Charlie's Angels [Blu-Ray]

McG

BY Will SloanPublished Jul 22, 2010

Tom Green and Drew Barrymore doin' it. Let the image marinate in your mind: Tom Green's thin, sweaty frame, pungent with body odour, naked and moist against Barrymore's nubile flesh. Yes, the year was 2000 and Barrymore and Green were at the peak of their whirlwind romance. Shoehorned into two scenes of his lady friend's big-budget action comedy Charlie's Angels (riffing like a madman as Barrymore's on-screen pseudo-love interest "Chad"), Green's aggressively wacky shenanigans will forever remind a weary world of a time in which he shared a bed with America's sweetheart. So, if that's what you're looking for, by all means check out the new Charlie's Angels Blu-Ray. If not, rest assured there are many other year-2000 signifiers to satisfy your hunger for millennial nostalgia: an LL Cool J cameo; Bill Murray with hair dye; a Destiny's Child theme song; heck, even Lucy Liu. Seeing Charlie's Angels again after all these years was certainly a nostalgic experience, reminded as I was of the joy it brought me at age 11. To my young eyes, the scene where the Angels rise from the ocean in slow motion and take off their wetsuits (backs to the camera, of course) was just about the most erotic sight I had ever fathomed. Ditto the scene in which Cameron Diaz energetically shakes her backside in tiny panties, or when Drew Barrymore ― gulp ― seductively unzips her top a little. The thing about Charlie's Angels is, the older one gets, the more this movie stays the same, with one's enjoyment still hinging on one's desire to see Diaz, Barrymore and Liu in mildly-revealing outfits, smothered with so much lighting and makeup they might as well be Maxim models.

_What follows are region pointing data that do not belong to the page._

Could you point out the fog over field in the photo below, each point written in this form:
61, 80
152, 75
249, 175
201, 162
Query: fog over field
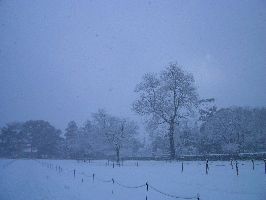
167, 97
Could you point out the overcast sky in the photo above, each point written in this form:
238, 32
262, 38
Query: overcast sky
62, 60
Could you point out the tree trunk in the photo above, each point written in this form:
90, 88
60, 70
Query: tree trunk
171, 140
117, 155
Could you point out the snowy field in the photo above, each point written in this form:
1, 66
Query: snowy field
41, 180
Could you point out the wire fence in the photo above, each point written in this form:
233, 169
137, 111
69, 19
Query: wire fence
145, 185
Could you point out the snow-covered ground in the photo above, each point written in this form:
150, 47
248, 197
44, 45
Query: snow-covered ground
34, 180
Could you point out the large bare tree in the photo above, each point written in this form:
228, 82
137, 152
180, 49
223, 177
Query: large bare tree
118, 132
167, 98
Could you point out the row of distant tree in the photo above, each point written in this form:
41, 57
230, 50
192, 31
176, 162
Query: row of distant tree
104, 136
177, 120
226, 131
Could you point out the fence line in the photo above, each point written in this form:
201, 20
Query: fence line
127, 186
171, 195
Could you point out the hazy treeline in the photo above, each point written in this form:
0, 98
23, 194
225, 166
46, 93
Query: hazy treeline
178, 122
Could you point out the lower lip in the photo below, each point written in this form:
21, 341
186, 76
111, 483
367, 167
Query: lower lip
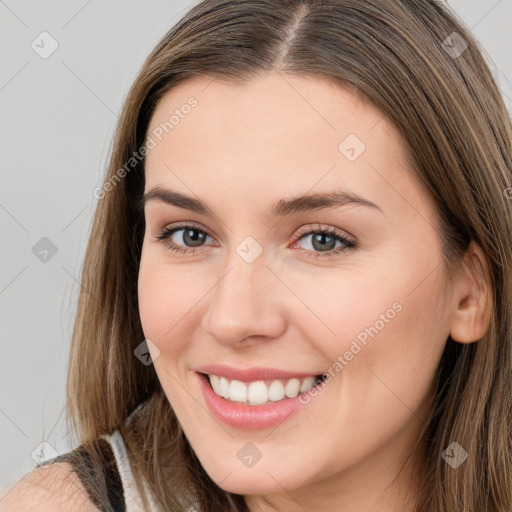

There is a plot somewhere ― sorta, kinda ― but it's really just a series of loosely related skits where the Angels display cleavage or wire-fu bad guys, plus random interludes of context-free Bill Murray and Tom Green comedy. The Angels, alas, are so interchangeable that it's hard to get terribly invested in their escapades, and the film surrounding them is never really funny, nor remotely exciting, nor anywhere near as sexy as it was when I was 11. All this certainly pokes a hole in the theory that the film is "mindless fun," but at least the bright colours look nice on Blu-Ray and the commentary by director "McG" confirms my long-held suspicion that the opening steadicam shot was an homage to Goodfellas. In conclusion: Tom Green and Drew Barrymore doin' it.